Dacko was not aware of the events taking place in the capital. After leaving his minister's plantation near midnight, he headed to Simon Samba's house to ask the Aka Pgymy leader to conduct a year-end ritual. After an hour at Samba's house, he was informed of the coup in Bangui. Dacko was arrested by soldiers patrolling Pétévo Junction, on the western border of the capital. He was taken back to the presidential palace, where Bokassa hugged the president and told him, "I tried to warn you—but now it's too late". President Dacko was taken to Ngaragba Prison in east Bangui at around 02:00. In a move that he thought would boost his popularity in the country, Bokassa ordered prison director Otto Sacher to release all prisoners in the jail.
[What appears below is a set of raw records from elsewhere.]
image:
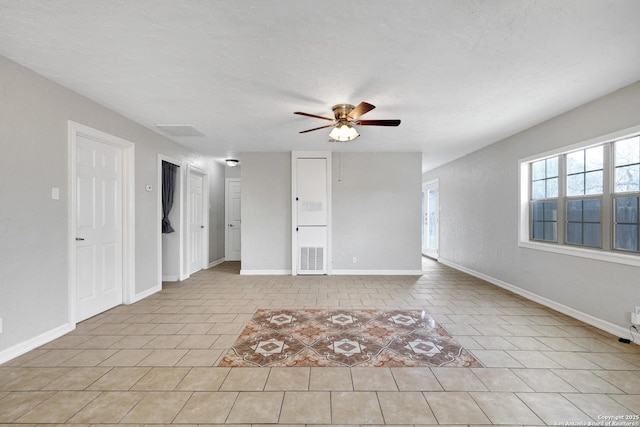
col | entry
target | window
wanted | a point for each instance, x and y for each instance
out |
(585, 177)
(627, 193)
(585, 200)
(544, 204)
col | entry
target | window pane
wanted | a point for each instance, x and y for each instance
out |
(627, 237)
(574, 211)
(627, 151)
(574, 233)
(537, 209)
(627, 210)
(575, 162)
(591, 235)
(627, 178)
(552, 187)
(538, 190)
(593, 182)
(538, 231)
(575, 185)
(538, 170)
(594, 158)
(552, 167)
(591, 210)
(550, 211)
(550, 231)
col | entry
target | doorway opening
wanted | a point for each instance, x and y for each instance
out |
(233, 234)
(430, 219)
(170, 200)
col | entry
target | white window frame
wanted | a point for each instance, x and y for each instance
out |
(524, 186)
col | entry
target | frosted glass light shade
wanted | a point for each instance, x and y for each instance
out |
(343, 133)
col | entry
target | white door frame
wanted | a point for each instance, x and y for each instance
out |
(434, 183)
(128, 210)
(226, 215)
(179, 227)
(294, 211)
(205, 219)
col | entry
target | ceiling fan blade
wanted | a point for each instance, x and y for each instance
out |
(313, 115)
(378, 122)
(321, 127)
(362, 108)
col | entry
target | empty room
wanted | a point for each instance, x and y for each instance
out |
(320, 213)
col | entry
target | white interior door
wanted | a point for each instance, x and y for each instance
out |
(431, 220)
(99, 232)
(234, 225)
(196, 221)
(312, 213)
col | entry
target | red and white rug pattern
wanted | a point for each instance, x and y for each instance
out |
(366, 338)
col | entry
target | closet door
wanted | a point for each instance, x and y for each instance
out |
(311, 215)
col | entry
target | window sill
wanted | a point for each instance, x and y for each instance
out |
(615, 257)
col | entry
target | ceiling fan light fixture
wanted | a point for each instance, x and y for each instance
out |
(344, 132)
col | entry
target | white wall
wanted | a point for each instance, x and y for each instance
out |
(34, 115)
(375, 210)
(479, 218)
(266, 212)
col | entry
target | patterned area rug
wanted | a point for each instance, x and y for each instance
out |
(372, 338)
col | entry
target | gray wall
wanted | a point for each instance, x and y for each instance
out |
(34, 115)
(375, 211)
(479, 216)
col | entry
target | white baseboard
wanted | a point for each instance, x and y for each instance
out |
(35, 342)
(216, 262)
(376, 272)
(571, 312)
(265, 272)
(142, 295)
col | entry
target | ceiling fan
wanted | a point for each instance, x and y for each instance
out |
(345, 117)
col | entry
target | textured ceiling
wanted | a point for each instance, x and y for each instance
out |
(460, 74)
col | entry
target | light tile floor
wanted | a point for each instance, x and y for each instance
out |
(154, 362)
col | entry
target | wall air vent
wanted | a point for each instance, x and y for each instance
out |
(311, 259)
(179, 130)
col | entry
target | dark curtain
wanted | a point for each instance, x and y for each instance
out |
(169, 171)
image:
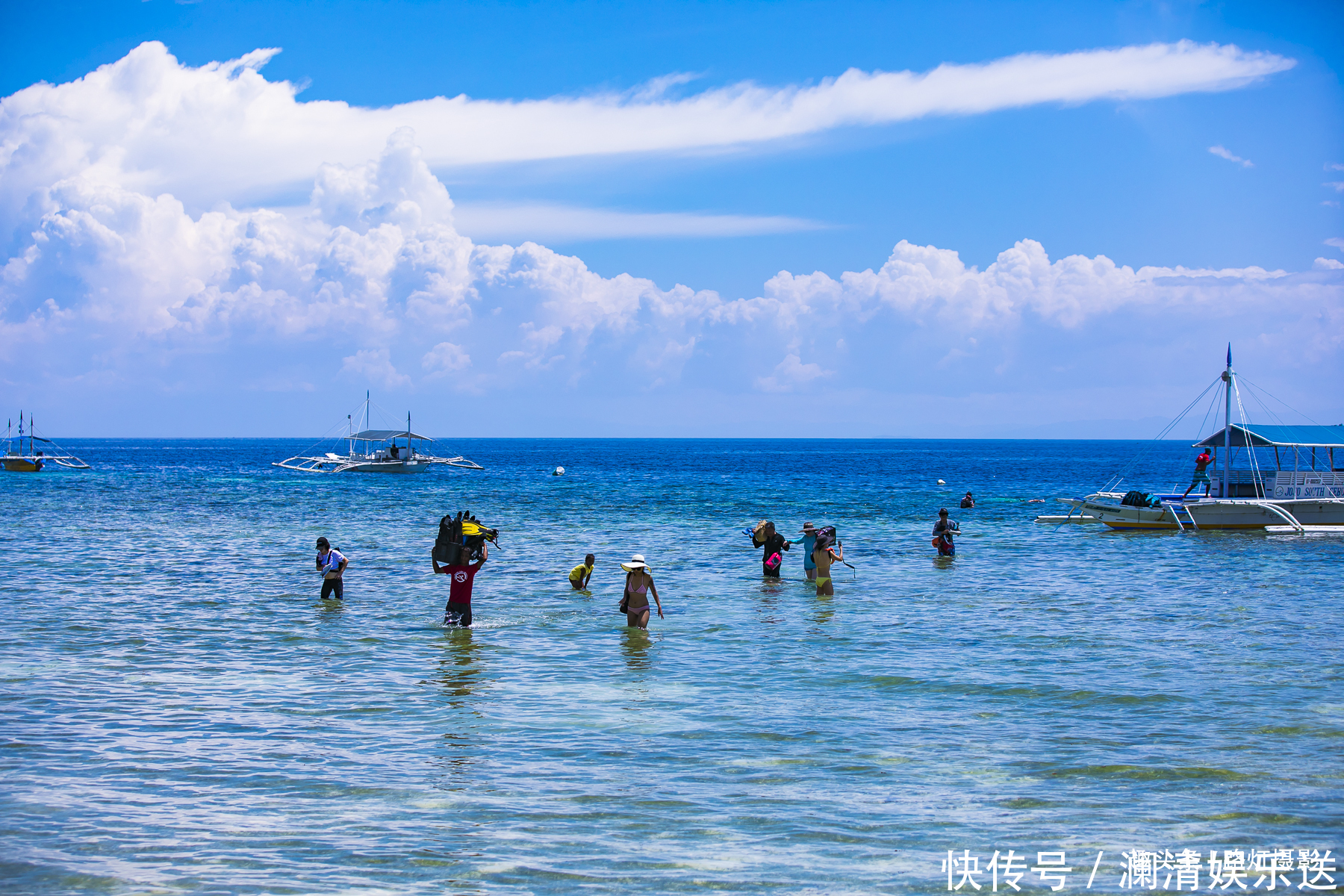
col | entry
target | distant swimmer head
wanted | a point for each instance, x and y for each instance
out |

Bokassa then took Dacko to Camp Kassaï at 03:20, where the president was forced by Banza to resign from office. Banza wanted to kill Dacko, but Bokassa would not allow it, believing that Dacko had not yet outlived his usefulness. Later, Bokassa's officers announced on Radio-Bangui that the Dacko government had been toppled and Bokassa had taken over control.

==Death==
Bokassa often claimed that he seized power to prevent Izamo from doing the same. For this reason, along with director of the Presidential security service Prosper Mounoumbaye, Bokassa considered Izamo a particularly dangerous individual and "did not rest until they were eliminated". Attempting to escape, he was taken out of his cellar, moved to Camp de Roux, and then to Ngaragba Prison at roughly 10 January. At the end of January, Izamo died from mistreatment and neglect.